Master Plan Revealed For The Rebuilding Of Ellicott City After Historic Storm

Ellicott City, Md. (WJZ)– It’s been nearly a year since the catastrophic flooding of historic Ellicott City.

The region has made some major progress in rebuilding and recovery, but there is still work to be done.

Howard County unveiled plans Wednesday to make the city more resilient to any future flooding.

It’s a combination of tons of research and community input that will ultimately boil down into a well-planned road map for long-term rebuilding.

The deadly flooding that ravaged Ellicott City is forever ingrained in the minds of many. It’s been nearly a year since the dramatic images first began making headlines.

The National Weather Service called it a one in a thousand-year flood.

A months worth of rain fell in just two hours. Immediately the focus shifted to rebuilding and planning for the future.

“We’ve been doing a lot of studies since then we’ve doing a lot of work since then,” said Howard County Executive Allan Kittleman.
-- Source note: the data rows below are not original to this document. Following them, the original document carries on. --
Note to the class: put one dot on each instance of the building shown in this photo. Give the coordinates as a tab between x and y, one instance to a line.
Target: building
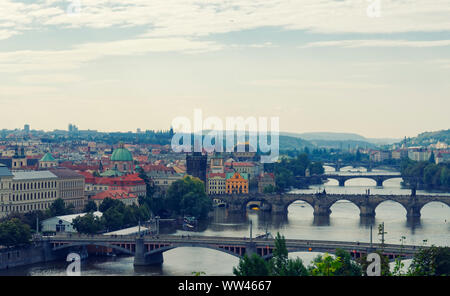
31	191
196	164
5	188
19	160
163	179
70	187
442	157
244	152
122	160
130	183
216	183
236	183
265	180
249	168
216	164
63	223
419	154
47	161
379	156
126	197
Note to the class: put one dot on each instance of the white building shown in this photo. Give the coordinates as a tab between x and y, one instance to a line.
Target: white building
63	223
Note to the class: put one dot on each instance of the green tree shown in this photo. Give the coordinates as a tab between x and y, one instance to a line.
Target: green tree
251	266
188	197
385	269
14	232
325	265
348	267
88	224
433	261
91	206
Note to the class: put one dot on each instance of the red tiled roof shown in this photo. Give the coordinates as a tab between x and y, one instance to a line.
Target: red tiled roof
114	194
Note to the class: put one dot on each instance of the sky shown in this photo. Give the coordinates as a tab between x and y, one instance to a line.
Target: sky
379	68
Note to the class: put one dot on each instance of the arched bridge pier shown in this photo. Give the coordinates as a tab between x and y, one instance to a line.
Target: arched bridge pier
322	203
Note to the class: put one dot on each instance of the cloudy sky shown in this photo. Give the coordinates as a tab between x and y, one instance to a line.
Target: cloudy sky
320	65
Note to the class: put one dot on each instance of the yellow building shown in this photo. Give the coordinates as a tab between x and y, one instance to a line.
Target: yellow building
236	183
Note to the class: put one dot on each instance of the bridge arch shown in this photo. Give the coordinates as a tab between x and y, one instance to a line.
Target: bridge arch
354	204
83	244
404	206
187	245
255	199
434	202
306	200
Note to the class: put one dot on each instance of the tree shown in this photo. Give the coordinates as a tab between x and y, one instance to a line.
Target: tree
88	224
91	206
188	197
58	208
348	267
325	265
14	232
385	269
433	261
108	203
251	266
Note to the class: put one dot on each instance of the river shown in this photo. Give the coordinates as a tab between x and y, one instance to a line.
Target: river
344	224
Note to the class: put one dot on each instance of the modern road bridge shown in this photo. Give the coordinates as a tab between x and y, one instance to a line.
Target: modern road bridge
149	249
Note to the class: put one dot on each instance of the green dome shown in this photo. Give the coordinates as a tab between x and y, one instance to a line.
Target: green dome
47	157
121	154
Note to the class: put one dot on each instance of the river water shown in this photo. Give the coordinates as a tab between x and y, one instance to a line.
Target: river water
344	225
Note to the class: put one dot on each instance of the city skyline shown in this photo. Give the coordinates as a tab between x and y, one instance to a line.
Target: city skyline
319	67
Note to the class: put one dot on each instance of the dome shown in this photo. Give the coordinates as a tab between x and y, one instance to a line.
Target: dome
121	154
47	157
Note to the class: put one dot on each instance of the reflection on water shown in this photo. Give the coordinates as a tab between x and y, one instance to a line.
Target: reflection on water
344	224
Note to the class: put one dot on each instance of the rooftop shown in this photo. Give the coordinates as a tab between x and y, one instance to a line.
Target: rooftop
31	175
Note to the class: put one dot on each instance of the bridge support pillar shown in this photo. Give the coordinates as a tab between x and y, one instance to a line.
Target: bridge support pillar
413	213
250	248
141	259
278	208
366	211
321	211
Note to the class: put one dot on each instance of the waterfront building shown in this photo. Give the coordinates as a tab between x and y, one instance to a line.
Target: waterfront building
63	223
216	183
264	180
122	160
31	190
70	187
126	197
419	154
244	152
236	183
216	164
196	164
5	188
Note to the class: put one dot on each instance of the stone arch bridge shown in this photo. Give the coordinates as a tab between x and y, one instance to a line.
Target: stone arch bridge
379	178
321	203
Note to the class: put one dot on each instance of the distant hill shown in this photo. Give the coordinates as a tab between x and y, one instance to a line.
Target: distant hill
428	138
330	138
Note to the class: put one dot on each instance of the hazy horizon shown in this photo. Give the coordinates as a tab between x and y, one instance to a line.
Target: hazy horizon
319	66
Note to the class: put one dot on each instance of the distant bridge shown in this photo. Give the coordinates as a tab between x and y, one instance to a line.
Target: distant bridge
379	178
149	249
322	203
368	165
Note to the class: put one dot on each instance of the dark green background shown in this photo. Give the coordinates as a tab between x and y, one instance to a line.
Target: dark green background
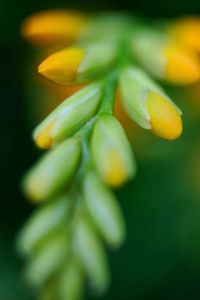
161	256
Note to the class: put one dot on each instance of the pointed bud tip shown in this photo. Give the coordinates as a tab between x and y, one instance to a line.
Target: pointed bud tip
165	120
182	66
52	27
61	67
117	173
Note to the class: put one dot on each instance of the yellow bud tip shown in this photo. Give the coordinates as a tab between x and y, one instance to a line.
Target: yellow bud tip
165	120
187	31
116	174
182	65
53	27
43	138
61	67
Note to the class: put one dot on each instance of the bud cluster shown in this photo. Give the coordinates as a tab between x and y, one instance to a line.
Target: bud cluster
89	152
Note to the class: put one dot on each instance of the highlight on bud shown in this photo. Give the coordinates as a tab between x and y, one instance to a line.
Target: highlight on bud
187	31
112	152
52	27
62	66
165	58
78	63
104	210
69	116
148	105
52	173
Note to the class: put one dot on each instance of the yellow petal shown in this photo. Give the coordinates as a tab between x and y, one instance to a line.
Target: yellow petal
43	139
187	31
53	27
61	67
165	120
182	66
116	173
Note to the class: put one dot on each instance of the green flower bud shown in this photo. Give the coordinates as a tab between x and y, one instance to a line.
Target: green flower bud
47	260
69	116
104	210
90	252
112	152
148	105
70	283
52	173
99	56
42	222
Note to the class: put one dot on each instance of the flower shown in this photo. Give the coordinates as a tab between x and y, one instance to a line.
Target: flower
78	63
53	27
69	116
112	152
148	105
165	58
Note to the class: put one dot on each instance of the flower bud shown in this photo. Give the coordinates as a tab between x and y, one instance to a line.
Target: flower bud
104	210
52	173
69	116
148	105
43	221
165	59
78	63
52	27
47	260
89	251
112	152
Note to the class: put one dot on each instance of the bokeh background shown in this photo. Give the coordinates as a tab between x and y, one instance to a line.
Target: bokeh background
161	256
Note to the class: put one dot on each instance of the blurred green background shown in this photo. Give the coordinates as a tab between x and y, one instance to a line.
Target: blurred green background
161	256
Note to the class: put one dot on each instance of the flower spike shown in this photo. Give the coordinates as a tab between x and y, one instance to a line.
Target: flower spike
89	151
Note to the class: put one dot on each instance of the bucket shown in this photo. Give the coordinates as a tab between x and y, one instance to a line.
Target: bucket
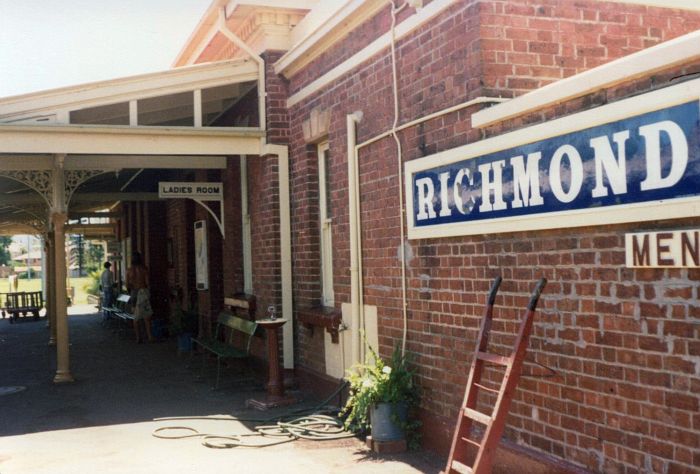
184	342
383	427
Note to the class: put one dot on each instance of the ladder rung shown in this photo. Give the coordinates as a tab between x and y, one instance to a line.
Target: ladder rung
488	389
477	416
461	468
494	358
471	441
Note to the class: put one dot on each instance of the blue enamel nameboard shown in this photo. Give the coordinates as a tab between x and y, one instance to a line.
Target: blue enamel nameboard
606	165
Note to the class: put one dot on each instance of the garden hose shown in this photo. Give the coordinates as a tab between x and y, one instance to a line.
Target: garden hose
304	423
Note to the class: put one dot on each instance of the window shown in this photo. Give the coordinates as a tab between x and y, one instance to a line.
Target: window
175	110
327	297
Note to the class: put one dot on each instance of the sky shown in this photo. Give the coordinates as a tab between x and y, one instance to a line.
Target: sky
54	43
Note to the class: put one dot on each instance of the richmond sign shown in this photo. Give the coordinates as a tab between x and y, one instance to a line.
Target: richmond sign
634	160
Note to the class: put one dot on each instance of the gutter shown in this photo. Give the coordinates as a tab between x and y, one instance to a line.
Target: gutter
231	36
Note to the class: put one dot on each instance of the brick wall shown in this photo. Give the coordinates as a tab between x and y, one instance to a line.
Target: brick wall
233	244
180	218
622	343
527	44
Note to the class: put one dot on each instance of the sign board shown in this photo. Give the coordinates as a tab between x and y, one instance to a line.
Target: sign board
199	191
633	160
200	256
672	249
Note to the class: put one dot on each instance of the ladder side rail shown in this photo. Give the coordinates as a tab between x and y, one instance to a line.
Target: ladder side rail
464	424
492	436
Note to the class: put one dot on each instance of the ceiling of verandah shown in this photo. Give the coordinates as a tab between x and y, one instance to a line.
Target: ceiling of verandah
112	141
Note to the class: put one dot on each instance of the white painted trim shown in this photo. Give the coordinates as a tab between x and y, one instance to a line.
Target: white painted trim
81	139
325	229
668	209
26	162
129	88
682	49
133	113
245	226
197	98
404	28
316	33
680	4
118	162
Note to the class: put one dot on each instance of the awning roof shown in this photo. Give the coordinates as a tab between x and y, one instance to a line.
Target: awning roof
109	163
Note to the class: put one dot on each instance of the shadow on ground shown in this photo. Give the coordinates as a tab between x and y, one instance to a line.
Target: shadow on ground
120	383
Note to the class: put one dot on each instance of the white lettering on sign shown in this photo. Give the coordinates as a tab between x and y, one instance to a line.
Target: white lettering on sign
673	249
622	162
200	191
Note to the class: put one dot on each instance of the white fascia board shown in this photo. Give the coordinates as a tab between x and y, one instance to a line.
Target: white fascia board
318	24
86	139
680	4
682	49
131	87
117	162
26	162
293	4
402	29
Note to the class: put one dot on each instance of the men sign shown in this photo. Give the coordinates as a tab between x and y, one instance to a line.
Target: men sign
673	249
606	165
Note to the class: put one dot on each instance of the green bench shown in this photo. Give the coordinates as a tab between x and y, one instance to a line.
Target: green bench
232	338
23	304
120	310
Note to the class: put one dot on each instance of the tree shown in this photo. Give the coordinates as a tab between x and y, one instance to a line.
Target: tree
5	258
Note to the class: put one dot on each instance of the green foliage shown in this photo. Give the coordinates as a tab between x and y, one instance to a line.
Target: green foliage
92	286
378	382
5	242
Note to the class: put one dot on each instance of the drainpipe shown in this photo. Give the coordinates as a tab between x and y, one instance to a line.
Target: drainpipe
356	323
224	30
282	153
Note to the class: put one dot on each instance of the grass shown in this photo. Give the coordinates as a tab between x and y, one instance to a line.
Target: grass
34	284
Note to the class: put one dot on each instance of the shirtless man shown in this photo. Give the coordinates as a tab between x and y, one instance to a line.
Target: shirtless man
137	284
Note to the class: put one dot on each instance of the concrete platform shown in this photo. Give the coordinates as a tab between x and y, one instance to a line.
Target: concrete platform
103	422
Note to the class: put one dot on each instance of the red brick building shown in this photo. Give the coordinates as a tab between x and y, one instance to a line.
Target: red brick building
331	232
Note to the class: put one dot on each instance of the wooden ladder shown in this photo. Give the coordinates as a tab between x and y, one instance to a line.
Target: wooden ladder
494	423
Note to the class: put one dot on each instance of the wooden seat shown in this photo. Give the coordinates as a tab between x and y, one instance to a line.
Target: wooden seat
23	304
232	338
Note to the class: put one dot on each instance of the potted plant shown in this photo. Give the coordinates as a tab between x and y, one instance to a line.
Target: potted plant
183	323
382	397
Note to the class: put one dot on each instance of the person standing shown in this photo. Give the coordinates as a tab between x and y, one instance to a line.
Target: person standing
137	284
13	281
106	285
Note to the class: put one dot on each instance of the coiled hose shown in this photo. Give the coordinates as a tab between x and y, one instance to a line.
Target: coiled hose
305	423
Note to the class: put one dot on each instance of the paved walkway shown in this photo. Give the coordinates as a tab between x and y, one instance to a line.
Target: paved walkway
103	422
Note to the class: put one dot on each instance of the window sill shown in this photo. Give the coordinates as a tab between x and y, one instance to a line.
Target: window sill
323	317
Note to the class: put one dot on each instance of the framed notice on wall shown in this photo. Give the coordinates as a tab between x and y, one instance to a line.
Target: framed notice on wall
200	255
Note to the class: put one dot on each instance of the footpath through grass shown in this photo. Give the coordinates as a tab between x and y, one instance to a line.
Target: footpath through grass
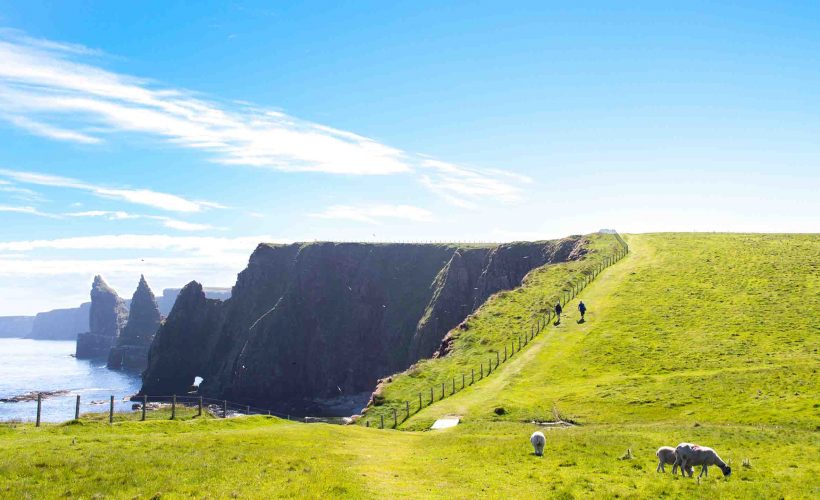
692	337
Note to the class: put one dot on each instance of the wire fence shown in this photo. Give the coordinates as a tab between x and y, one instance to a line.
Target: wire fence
398	414
189	406
175	407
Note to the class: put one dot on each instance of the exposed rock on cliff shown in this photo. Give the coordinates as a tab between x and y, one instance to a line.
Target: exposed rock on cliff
106	317
311	322
131	349
61	324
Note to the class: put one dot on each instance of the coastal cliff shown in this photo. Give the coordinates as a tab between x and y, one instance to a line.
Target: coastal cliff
106	318
309	324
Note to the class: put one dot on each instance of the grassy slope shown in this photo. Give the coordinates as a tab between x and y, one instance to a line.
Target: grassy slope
494	326
691	337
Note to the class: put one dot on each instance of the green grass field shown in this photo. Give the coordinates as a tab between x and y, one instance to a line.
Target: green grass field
709	338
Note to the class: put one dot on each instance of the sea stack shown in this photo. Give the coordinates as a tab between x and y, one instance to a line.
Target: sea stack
105	319
131	349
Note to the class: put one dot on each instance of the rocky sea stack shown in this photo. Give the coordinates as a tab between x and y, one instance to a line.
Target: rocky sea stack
312	326
106	317
131	349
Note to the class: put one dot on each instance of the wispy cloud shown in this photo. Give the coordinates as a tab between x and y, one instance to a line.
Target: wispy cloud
47	88
168	222
374	214
146	197
25	210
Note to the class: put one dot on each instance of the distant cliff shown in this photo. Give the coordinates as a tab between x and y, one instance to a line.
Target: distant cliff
61	324
105	320
311	322
15	326
131	349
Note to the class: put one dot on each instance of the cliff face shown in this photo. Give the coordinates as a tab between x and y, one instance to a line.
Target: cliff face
16	326
61	324
131	349
311	322
106	317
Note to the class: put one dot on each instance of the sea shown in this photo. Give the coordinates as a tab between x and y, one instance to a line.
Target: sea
49	365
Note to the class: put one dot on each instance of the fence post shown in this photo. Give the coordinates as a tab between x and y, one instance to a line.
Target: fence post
39	408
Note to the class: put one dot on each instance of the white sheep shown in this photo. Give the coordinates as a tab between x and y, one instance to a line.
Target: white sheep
538	441
667	455
689	454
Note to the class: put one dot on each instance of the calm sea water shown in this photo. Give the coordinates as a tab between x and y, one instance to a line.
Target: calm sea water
41	365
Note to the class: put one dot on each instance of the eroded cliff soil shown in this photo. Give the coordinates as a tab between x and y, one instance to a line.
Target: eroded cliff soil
310	323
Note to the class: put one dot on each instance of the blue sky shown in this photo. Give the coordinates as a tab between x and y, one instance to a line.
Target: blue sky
168	138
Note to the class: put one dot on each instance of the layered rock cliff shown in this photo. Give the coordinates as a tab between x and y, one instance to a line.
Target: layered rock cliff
106	318
310	322
131	349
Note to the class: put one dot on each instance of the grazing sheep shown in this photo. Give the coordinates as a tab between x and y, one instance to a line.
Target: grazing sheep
538	441
689	454
666	455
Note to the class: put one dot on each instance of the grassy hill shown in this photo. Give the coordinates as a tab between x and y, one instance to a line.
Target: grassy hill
709	338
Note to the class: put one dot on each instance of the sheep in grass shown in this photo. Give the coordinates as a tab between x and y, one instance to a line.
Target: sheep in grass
691	454
538	441
666	455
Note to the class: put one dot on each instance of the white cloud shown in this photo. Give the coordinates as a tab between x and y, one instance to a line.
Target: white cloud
164	201
200	245
45	130
25	210
169	222
45	90
372	214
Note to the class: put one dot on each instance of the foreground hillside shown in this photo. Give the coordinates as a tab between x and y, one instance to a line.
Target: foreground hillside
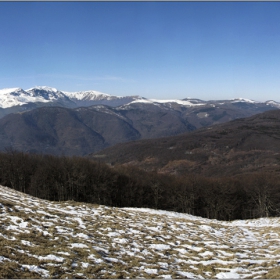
241	146
42	239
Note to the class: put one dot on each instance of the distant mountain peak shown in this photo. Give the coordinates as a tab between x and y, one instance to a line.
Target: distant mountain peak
46	88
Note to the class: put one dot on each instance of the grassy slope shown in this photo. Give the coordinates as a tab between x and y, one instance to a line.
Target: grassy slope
45	239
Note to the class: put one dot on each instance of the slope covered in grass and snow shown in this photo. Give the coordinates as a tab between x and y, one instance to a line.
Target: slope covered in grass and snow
42	239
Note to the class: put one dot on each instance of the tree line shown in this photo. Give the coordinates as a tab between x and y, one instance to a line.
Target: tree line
83	180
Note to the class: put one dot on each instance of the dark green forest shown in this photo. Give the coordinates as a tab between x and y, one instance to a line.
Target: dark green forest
83	180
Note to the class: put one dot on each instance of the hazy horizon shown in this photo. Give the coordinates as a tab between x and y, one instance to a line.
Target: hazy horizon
161	50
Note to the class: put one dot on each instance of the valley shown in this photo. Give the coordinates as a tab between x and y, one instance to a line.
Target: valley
50	121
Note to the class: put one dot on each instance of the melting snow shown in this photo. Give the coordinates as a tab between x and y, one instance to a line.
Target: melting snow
98	242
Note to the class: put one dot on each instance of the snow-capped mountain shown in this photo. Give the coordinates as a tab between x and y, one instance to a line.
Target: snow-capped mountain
11	97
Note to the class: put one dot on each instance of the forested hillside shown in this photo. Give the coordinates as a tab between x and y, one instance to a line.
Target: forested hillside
79	179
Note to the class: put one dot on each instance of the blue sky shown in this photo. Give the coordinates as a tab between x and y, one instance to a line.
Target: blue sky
207	50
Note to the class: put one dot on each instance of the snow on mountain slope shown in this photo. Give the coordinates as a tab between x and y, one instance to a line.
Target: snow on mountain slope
87	95
17	97
44	239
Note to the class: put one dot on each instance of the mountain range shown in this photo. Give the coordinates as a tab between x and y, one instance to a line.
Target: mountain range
237	147
47	120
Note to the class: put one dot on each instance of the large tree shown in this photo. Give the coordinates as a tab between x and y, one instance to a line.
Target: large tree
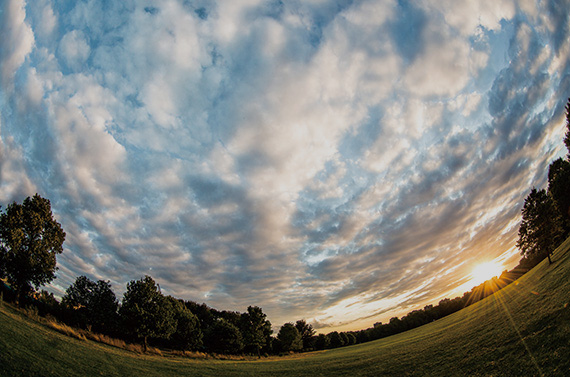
540	231
92	303
307	333
559	189
145	312
567	136
187	335
223	337
289	338
255	328
30	239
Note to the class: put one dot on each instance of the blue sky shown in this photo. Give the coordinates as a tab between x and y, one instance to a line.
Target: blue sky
337	161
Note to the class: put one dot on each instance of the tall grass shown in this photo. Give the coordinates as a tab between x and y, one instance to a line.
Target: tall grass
522	330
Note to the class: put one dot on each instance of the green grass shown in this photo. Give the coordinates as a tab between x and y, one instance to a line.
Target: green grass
523	329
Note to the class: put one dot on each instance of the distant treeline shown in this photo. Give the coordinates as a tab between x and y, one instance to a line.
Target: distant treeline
146	315
30	238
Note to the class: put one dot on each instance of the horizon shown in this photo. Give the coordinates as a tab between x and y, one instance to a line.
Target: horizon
335	161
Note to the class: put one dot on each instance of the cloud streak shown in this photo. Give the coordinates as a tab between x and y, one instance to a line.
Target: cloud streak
337	161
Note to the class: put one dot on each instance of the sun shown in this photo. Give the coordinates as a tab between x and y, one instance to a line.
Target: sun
485	271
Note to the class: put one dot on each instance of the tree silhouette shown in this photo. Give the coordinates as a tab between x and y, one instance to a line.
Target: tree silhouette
255	328
30	239
540	231
289	338
146	312
92	303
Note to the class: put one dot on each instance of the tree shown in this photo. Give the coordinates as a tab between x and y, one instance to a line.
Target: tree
92	303
540	231
322	342
255	328
289	338
567	136
146	312
307	333
30	239
224	337
335	340
559	189
187	335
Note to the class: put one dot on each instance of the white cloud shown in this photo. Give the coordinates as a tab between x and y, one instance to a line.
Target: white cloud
17	39
74	49
337	154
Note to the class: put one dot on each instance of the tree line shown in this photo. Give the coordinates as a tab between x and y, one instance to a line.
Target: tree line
30	239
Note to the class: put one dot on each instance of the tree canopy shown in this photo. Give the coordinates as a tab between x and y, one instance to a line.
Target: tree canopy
289	338
256	329
146	312
30	239
540	231
92	303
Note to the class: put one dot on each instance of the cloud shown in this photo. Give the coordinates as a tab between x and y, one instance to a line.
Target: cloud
17	42
338	161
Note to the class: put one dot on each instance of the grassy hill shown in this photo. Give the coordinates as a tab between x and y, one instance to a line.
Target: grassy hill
523	329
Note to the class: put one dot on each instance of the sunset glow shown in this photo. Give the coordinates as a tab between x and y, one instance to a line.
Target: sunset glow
337	161
485	271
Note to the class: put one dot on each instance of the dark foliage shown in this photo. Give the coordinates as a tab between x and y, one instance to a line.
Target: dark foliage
30	239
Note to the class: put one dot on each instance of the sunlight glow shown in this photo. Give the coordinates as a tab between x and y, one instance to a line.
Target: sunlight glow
485	271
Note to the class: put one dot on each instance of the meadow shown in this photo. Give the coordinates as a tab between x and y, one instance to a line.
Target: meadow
523	329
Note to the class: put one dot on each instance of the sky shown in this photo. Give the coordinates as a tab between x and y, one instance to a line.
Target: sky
341	162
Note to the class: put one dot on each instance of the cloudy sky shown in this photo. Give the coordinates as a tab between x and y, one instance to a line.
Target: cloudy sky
337	161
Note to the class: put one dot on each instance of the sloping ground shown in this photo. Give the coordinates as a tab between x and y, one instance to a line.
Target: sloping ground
523	329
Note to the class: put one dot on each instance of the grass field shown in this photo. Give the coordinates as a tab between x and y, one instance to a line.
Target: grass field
523	330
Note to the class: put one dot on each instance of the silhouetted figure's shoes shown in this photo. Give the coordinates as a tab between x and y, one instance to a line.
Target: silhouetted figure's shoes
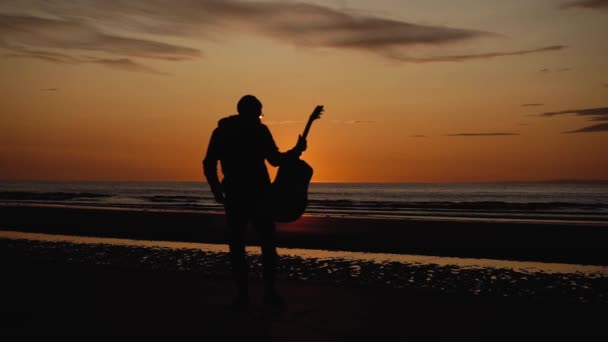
274	302
241	302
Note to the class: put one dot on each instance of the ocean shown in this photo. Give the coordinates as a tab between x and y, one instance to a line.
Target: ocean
551	202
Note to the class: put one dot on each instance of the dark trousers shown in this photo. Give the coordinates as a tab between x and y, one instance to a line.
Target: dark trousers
239	216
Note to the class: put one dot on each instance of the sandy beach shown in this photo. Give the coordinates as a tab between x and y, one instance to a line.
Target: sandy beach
549	242
153	289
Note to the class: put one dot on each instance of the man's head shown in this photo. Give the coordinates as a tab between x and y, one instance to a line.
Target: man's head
249	107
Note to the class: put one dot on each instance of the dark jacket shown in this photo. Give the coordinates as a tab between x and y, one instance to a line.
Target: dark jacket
241	147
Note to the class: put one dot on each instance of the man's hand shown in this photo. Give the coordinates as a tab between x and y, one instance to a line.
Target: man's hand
300	145
218	194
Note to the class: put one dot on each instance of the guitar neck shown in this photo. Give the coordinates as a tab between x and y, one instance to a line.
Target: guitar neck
307	129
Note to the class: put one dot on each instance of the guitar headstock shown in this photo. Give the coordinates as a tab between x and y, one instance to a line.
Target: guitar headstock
316	114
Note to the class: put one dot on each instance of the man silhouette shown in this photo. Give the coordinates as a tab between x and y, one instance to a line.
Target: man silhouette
241	143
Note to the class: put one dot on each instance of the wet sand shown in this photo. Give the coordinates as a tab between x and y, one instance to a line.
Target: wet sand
96	290
58	290
564	243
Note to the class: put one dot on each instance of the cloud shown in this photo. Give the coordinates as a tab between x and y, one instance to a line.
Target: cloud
593	4
595	114
547	70
460	58
67	34
127	64
591	129
284	122
352	122
592	114
55	57
480	134
92	25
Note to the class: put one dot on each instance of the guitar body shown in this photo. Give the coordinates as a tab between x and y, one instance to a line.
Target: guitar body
290	186
290	190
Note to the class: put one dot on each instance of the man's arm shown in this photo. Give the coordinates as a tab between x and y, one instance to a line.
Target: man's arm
276	158
210	167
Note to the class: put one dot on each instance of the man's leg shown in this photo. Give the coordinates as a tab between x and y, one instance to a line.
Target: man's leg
266	229
237	226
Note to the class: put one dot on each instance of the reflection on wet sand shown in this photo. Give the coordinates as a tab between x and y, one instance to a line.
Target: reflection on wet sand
580	283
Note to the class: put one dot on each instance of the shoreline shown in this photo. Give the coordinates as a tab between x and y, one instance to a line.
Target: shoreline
74	297
578	244
474	216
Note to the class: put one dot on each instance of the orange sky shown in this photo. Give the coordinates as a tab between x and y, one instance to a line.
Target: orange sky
414	91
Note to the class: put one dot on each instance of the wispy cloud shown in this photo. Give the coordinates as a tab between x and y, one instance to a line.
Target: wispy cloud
70	34
593	4
592	114
352	122
283	122
460	58
93	25
127	64
600	111
591	129
55	57
547	70
481	134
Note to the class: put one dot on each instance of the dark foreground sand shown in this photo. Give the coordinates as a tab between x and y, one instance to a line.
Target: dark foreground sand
577	244
48	292
51	299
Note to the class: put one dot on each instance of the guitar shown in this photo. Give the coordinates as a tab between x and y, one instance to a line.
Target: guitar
290	186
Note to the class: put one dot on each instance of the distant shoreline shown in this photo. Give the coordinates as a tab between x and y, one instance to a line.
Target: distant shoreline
578	244
550	181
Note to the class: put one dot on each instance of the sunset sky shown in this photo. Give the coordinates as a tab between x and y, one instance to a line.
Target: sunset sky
414	91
For decades flooding has been a concern in Ellicott City in part because of where the city sits.

Now engineers and the public have been working together to devise a master plan to help better prepare the region for any future flooding that may occur.

“The reality is that our town is going to flood at some point but how can we deter those flood waters from completely destroying everything that we have invested in our community,” said business owner Angela Tersiguel.

Work is still ongoing in helping rebuild historic Ellicott City. More than 20 projects are in the works, all building towards the master plan at hand.

A lot of the work is centered on infrastructure and taking a closer look at nearby waterways.

“I’m still amazed everyday that we were able to get open and rebuild,” said another business owner.

A big part of the plan is a unique flood model that not only recreates the historic flooding but allows researchers to see how other storms could impact the region in the future.

The master plan will take years to decades to fully implement.